Within Visual Studio in the project properties, you can enable debugging of unmanaged code by clicking on the Debug tab and choose that option (Enable unmanaged code debugging). In addition, you can tell the debugger to stop when an exception occurs in you unmanaged code by pressing <ctrl><alt>e (or choosing that option under the Debug menu) to bring up the exceptions dialog.
In the Debug tab, set up unmanaged debugging.
If that doesn't help, it's probably quickest to debug it with WinDbg which should halt execution right on the memory access violation.
Problem is that the violation might be the result of an action that happened far earlier.
There might be better answers but the general route I'd take would be to:
Try and get it to cause the exception on demand. In other words determine what exact conditions cause the error. This might take some time.

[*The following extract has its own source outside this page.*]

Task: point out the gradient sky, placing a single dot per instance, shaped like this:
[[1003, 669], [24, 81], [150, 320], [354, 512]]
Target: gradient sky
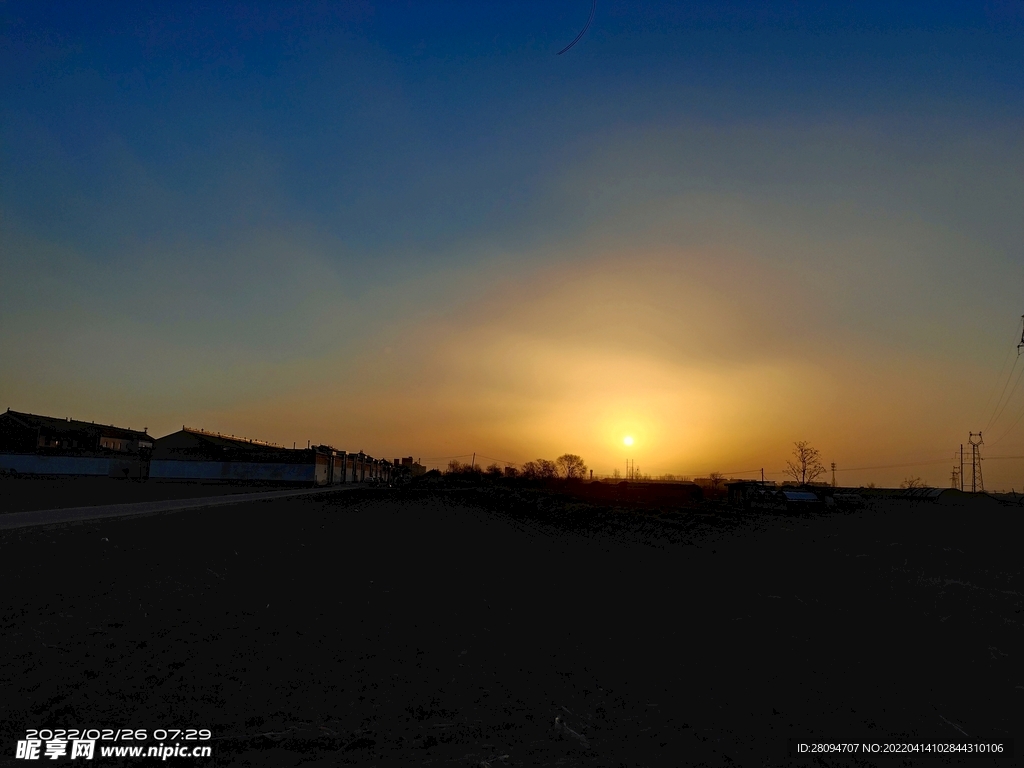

Try and capture the exception at the point it happens in the C# code. If your lucky then this may at least lead you to the steps needed for repeating the problem in #1.
If I have access to change the dll written in c; add lots of logging. Hopefully you at least have an idea of where this is coming from.
Here is a forum post with some tips:
http://social.msdn.microsoft.com/Forums/en/netfxcompact/thread/69e84750-6636-4656-bbd4-8d3586290af3
Launch your managed code as usual using VS debugger. Now you would need to launch second copy of VS and attach it to the process you're debugging. Select native code for this second debugger instance. Now assuming DLL is already loaded (anything from that DLL already executed) you should be able to set a break point.
Sometimes it helps to show message box in the native DLL so execution would stop at the point you're interested in and you can attach native debugger and continue.